Verkwisten
Prediker 12:1
„Gedenk aan uw Schepper in de dagen uwer jongelingschap, eer dat de kwade dagen komen…” Onze Zaligmaker zegt: „…zoekt eerst het Koninkrijk Gods en zijn gerechtigheid…” Vanwege onze blindheid en onze verdorven aard gebeurt het dat we eerst alle andere dingen zoeken eer wij God zoeken, Die alles en in allen is. Hoe vroeg wij ons ook opmaken om de dingen van deze wereld te zoeken –eer, rijkdom, vermaak–, toch menen wij dat wij te laat op zijn. Hoe laat wij ons ook begeven om goddelijke en hemelse dingen te zoeken, wij menen dat wij nog al heel vroeg beginnen. Zo weinig waard achten wij de algenoegzame God en alle goddelijke dingen.

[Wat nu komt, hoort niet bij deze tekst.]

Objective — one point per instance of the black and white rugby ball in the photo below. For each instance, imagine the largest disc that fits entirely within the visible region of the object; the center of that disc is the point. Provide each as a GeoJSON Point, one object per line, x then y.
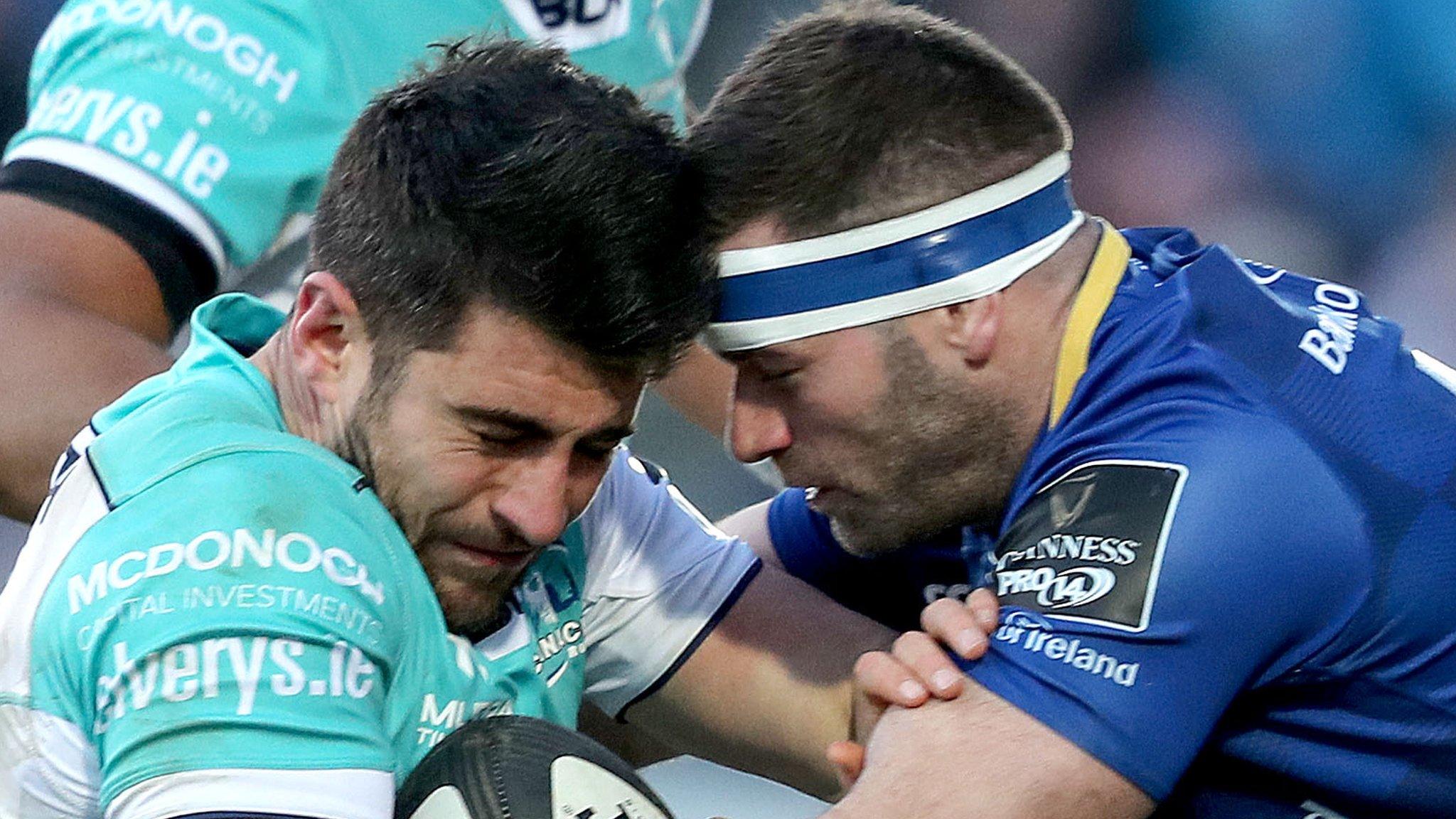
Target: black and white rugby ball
{"type": "Point", "coordinates": [523, 769]}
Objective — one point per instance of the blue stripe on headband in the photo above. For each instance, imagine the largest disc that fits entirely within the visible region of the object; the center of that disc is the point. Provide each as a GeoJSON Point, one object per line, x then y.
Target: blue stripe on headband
{"type": "Point", "coordinates": [903, 266]}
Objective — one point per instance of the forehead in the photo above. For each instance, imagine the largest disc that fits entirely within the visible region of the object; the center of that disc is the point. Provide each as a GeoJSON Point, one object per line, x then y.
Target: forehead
{"type": "Point", "coordinates": [846, 346]}
{"type": "Point", "coordinates": [504, 362]}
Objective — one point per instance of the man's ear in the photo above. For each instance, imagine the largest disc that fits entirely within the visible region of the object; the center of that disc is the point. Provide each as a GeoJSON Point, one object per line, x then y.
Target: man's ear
{"type": "Point", "coordinates": [970, 328]}
{"type": "Point", "coordinates": [326, 336]}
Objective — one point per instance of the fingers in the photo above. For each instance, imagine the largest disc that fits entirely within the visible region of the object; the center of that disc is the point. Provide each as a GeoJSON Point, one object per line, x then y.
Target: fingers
{"type": "Point", "coordinates": [956, 626]}
{"type": "Point", "coordinates": [883, 678]}
{"type": "Point", "coordinates": [847, 759]}
{"type": "Point", "coordinates": [924, 659]}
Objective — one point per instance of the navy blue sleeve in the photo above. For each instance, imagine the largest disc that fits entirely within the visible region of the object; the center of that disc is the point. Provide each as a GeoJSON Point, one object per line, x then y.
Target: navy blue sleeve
{"type": "Point", "coordinates": [1146, 587]}
{"type": "Point", "coordinates": [804, 541]}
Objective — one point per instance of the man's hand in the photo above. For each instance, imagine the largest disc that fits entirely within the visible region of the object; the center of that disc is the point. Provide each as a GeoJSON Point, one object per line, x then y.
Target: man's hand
{"type": "Point", "coordinates": [915, 669]}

Hierom vindt het ook vele malen plaats, door een rechtvaardig oordeel van God, dat wij al onze tijd verkwist hebben in het zoeken en najagen van vergankelijke dingen van deze wereld. Ten laatste worden wij dan gewaar, dat al deze dingen, die zo gezocht zijn, niet met al kunnen troosten, dewijl wij moeten sterven en naakt van hier moeten scheiden. Wij zouden ons dan graag schikken voor een betere opstanding. Het gebeurt, zeg ik, niet zelden door een rechtvaardig oordeel van God dat wij dan gewaar worden dat de bekwame tijd voorbij is. Ons schip begint dan te stoten aan de donkere bergen. De nacht waarin niemand kan werken, overvalt ons.